Vonis tersebut lebih ringan dari tuntutan Jaksa Penuntut Umum (JPU) yang mengajukan tuntutan 2 tahun enam bulan penjara kepada terdakwa yang akrab disapa Jokdri tersebut.
Dirinya terbukti bersalah atas kasus perusakan garis polisi dan pengambilan barang bukti. Terdakwa tetap ditahan di rumah tahanan negara. Membebankan terdakwa membayar biaya perkara sebesar Rp5.000.
Ketua Majelis telah mendengar pembacaan dakwaan JPU 24 April dan telah mendegar saksi dan terdakwa di persidangan.
Memperhatikan surat dan barang bukti di persidangan. Menimbang, tuntutan JPU tersebut, terdakwa dan penasihat hukum telah membuat pleidoi yang pokoknya memohon terdakwa dibebaskan seluruh dakwaan.
Jokdri ditetapkan sebagai tersangka pada 15 Februari setelah empat kali menjalani pemeriksaan di Direktorat Kriminal Umum (Ditreskrimum) Polda Metro Jaya terkait perusakan garis polisi. Dia resmi menjadi tahanan sementara Polda Metro Jaya atas kasus tersebut selama 20 hari sejak 25 Maret 2019.
Sebelumnya pihak Satgas Anti Mafia Bola Polri melakukan penggeledahan dan memasang garis polisi di bekas kantor Komisi Disiplin PSSI, Rasuna Office Park terkait kasus pengaturan skor kompetisi sepak bola Indonesia.
Jokdri menjalani gelar sidang perkara perdananya di Ruang Sidang H.M Ali Said, Pengadilan Negeri Jakarta Selatan, pada 6 Mei. Sebelumnya, Jokdri disangkakan melanggar Pasal 363 KUHP atau Pasal 235 KUHP atau Pasal 233 KUHP atau Pasal 232 KUHP atau Pasal 221 KUHP juncto Pasal 55 ayat (1) ke-1 KUHP.
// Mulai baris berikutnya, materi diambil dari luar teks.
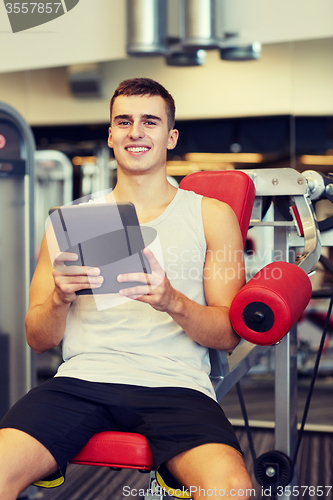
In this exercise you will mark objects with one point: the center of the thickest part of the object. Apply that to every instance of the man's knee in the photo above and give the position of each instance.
(237, 487)
(23, 460)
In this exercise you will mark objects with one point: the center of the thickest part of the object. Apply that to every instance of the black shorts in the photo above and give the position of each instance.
(63, 413)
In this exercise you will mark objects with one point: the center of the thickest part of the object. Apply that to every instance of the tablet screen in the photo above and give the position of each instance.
(107, 236)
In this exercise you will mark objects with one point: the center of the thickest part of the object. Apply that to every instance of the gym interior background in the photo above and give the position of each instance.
(257, 93)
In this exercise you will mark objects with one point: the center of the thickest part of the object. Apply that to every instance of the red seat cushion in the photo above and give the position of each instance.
(116, 449)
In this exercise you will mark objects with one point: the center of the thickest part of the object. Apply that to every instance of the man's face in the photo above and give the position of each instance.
(139, 133)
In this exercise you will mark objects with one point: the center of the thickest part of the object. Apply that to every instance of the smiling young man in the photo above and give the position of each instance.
(143, 365)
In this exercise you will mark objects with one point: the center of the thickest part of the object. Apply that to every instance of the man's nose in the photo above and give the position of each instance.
(136, 131)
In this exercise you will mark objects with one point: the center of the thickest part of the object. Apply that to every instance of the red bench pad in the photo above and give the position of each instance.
(116, 449)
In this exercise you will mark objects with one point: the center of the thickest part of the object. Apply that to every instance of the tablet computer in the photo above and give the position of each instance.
(107, 236)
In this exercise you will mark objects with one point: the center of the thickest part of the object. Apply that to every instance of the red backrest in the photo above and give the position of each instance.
(231, 186)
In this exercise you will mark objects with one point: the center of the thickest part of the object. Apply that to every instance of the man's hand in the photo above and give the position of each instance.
(156, 289)
(70, 279)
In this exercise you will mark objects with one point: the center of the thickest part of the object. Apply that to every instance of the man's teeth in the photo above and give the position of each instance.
(137, 150)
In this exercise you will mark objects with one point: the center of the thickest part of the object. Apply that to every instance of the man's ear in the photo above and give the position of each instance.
(173, 138)
(110, 141)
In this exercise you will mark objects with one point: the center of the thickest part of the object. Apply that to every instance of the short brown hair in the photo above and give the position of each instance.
(146, 86)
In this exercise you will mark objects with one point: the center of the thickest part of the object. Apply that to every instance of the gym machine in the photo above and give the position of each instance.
(17, 263)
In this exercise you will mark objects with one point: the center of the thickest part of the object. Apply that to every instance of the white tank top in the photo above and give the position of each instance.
(132, 343)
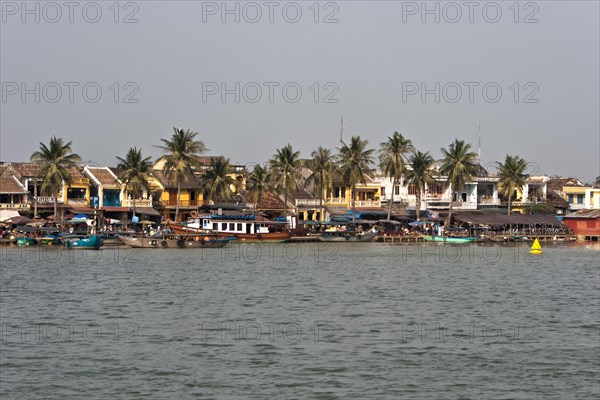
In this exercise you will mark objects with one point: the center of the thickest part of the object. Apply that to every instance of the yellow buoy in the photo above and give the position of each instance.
(536, 248)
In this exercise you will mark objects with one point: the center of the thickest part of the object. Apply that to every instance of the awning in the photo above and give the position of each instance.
(115, 209)
(82, 210)
(8, 214)
(146, 211)
(495, 219)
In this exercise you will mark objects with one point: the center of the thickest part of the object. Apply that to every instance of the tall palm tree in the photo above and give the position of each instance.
(134, 172)
(354, 161)
(182, 156)
(392, 162)
(216, 180)
(56, 159)
(258, 183)
(285, 167)
(323, 168)
(511, 176)
(459, 166)
(420, 174)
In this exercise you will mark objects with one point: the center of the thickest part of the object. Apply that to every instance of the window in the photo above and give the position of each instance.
(75, 193)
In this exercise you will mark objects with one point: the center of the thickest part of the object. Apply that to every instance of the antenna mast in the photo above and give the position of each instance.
(479, 143)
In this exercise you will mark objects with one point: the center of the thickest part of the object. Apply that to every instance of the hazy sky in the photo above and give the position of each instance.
(384, 66)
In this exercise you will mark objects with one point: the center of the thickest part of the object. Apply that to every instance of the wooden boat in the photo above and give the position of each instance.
(181, 242)
(26, 241)
(244, 228)
(48, 240)
(341, 236)
(85, 243)
(448, 239)
(536, 247)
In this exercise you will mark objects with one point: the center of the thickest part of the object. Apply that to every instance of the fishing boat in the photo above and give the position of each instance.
(86, 243)
(448, 239)
(174, 242)
(341, 236)
(25, 241)
(244, 228)
(536, 247)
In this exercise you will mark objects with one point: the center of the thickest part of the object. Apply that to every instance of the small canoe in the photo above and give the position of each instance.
(205, 242)
(536, 247)
(346, 237)
(25, 241)
(86, 243)
(446, 239)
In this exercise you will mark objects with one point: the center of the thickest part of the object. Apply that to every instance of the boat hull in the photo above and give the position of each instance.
(89, 243)
(341, 237)
(25, 242)
(273, 237)
(160, 243)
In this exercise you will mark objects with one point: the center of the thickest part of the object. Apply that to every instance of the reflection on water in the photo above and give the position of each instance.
(301, 321)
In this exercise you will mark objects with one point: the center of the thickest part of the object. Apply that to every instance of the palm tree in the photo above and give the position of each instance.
(392, 161)
(56, 160)
(354, 161)
(258, 183)
(182, 156)
(217, 183)
(511, 176)
(459, 166)
(323, 168)
(285, 166)
(134, 172)
(420, 174)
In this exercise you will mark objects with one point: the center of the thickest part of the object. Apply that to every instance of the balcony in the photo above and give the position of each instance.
(367, 203)
(112, 203)
(47, 200)
(138, 203)
(309, 202)
(77, 202)
(13, 206)
(183, 203)
(489, 202)
(464, 205)
(337, 200)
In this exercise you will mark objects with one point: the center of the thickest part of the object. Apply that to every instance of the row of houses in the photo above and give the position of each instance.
(96, 189)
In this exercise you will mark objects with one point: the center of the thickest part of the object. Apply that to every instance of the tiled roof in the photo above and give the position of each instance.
(269, 201)
(595, 213)
(10, 184)
(192, 183)
(104, 175)
(30, 169)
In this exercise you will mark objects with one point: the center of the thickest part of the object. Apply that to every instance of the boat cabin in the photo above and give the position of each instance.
(231, 224)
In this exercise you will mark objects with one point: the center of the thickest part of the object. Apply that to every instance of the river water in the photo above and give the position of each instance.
(314, 321)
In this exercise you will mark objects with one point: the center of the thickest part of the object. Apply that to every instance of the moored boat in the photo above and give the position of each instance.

Jokdri juga sebelumnya sudah membacakan pleidoi atau pembelaan pada Kamis 11 Juli 2019. Dia membacakan tujuh halaman pleidoi.
Sedangkan tim kuasa hukum membacakan 169 halaman secara singkat. Pada intinya, Mustofa menegaskan lima pasal yang didakwakan jaksa penuntut umum tidak dapat dibuktikan di depan persidangan. Kelima pasal tersebut antara lain pasal 233, 231, 232, 221, dan 363 KUHP.
Mustofa menjelaskan bahwa kliennya sama sekali tidak memiliki kesengajaan atau maksud untuk melanggar garis polisi. Dengan demikian atas vonis tersebut, pihak terdakwa melalui kuasa hukumnya masih pikir-pikir.